/wordfinder

A Java project to find/match words from a set of predefined words.

Primary LanguageJava

Assessment

Author Details:
Name: Shivakumar Suresh

Task

Task 1: Description: Write a program that reads a file and finds matches against a predefined set of words. There can be up to 10K entries in the list of predefined words.

Requirement details:

  • Input file is a plain text (ascii) file, every record separated by a new line.
  • For this exercise, assume English words only
  • The file size can be up to 20 MB
  • The predefined words are defined in a text file, every word separated by a newline. Use a sample file of your choice for the set of predefined keywords for the exercise.

Solution:

The solution provided in this project makes use of the Trie data structure. Here, I have used the Trie data structure to store the predefined words; doing this will allow efficient search.

In this project I have incorporated SOLID principles to implement the solution.

Note: This is a Maven project, so to run load it as Maven project.

  • The code is present in the package
src/main/java/com/company/assessment
  • The Core logic is present in the package
src/main/java/com/comapny/assessment/wordfinder
  • I have also created test cases using Junit for the same under the folder
src/test/java/com/company/assessment

Space and Time complexity:

Time Complexity:

  • The time Complexity of predefined words Trie creation is O(n*l)
    where,
    n = number of words present in the predefined words file.
    l = average word size in the predefined word file.
    This is because the average insertion cost is O(l) over n words.

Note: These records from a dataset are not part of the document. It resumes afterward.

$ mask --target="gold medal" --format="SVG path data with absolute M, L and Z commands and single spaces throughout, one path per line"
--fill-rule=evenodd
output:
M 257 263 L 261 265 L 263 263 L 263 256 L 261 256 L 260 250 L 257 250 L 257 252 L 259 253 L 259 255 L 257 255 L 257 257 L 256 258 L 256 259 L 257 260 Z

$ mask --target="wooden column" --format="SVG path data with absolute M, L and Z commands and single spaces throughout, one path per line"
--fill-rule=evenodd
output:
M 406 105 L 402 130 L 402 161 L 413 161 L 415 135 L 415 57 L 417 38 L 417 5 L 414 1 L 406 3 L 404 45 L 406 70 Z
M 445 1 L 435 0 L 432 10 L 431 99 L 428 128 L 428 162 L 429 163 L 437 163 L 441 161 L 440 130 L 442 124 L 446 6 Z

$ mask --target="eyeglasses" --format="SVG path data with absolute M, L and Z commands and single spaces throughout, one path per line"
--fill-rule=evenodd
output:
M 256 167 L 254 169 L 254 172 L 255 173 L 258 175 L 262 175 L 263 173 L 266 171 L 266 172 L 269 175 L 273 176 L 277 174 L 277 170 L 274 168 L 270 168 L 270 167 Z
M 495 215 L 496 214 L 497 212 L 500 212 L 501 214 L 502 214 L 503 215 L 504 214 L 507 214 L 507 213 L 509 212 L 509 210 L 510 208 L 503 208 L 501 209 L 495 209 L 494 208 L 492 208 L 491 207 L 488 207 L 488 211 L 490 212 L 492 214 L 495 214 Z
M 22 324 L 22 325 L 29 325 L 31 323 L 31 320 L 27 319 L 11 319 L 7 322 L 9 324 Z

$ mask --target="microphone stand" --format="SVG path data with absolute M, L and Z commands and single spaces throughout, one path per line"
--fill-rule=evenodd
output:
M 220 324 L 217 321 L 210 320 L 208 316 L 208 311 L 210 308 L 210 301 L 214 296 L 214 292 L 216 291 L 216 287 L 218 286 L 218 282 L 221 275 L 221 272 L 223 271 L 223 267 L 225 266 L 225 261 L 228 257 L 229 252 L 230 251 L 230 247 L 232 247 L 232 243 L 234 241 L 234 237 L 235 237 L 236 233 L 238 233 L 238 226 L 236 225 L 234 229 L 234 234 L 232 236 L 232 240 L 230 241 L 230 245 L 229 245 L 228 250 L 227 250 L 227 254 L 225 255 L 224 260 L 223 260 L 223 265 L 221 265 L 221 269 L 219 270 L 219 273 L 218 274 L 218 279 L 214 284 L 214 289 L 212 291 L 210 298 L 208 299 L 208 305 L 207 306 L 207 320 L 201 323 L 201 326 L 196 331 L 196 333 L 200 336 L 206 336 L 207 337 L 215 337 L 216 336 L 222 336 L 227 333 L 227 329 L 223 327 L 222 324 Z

  • The time Complexity of matching input words is O(m*k)
    where,
    m = number of words present in the input file.
    k = average word size in the input file.
    This is because the average cost of the search is O(k) over m words.

The total time complexity of reading predefined words and searching for input words is

O(n*l + m*k)

Space Complexity:

we need to store only the predefined words, so, The worst/Average time complexity will be:

O(n*l)

Usage:

The Main class shows the usage of implementation of this project.

src/main/java/com/company/assessment/Main.java

I have created a sample of input and predefined word files in the resources directory

src/main/resources
  • predefinedWords.txt : predefined words file.
  • sampleInput.txt : input words file.

The usage of the code will be like :

import wordfinder.com.company.assessment.WordMatcher;
import utils.wordfinder.com.company.assessment.StandardTrie;
import utils.wordfinder.com.company.assessment.Trie;
import utils.wordfinder.com.company.assessment.TrieWordLoader;


String predefinedWords =  "src/main/resources/predefinedWords.txt";
String inputFile =  "src/main/resources/sampleInput.txt";

//here, Trie is an Interface
Trie trie = new StandardTrie();
TrieWordLoader wordLoader = new TrieWordLoader(predefinedWords, trie);
WordMatcher wordMatcher = new WordMatcher(wordLoader);

String outputMatchedWords file = "op1.txt";
wordMatcher.matchWords(inputFile,outputMatchedWords);
System.out.println(wordMatcher.getMatchingWords(inputFile));

Note:

  • In this project, all File I/O operations will be performed line by line instead of reading the entire file and storing in memory. As a result, it will not cause any memory issues when a large number of words are present in the input file.

  • Here, I'm storing only predefined words; based on requirements, the maximum value it can have is 10K Assuming the average word length is 10, this project consumes a maximum of around 100KB of memory usage.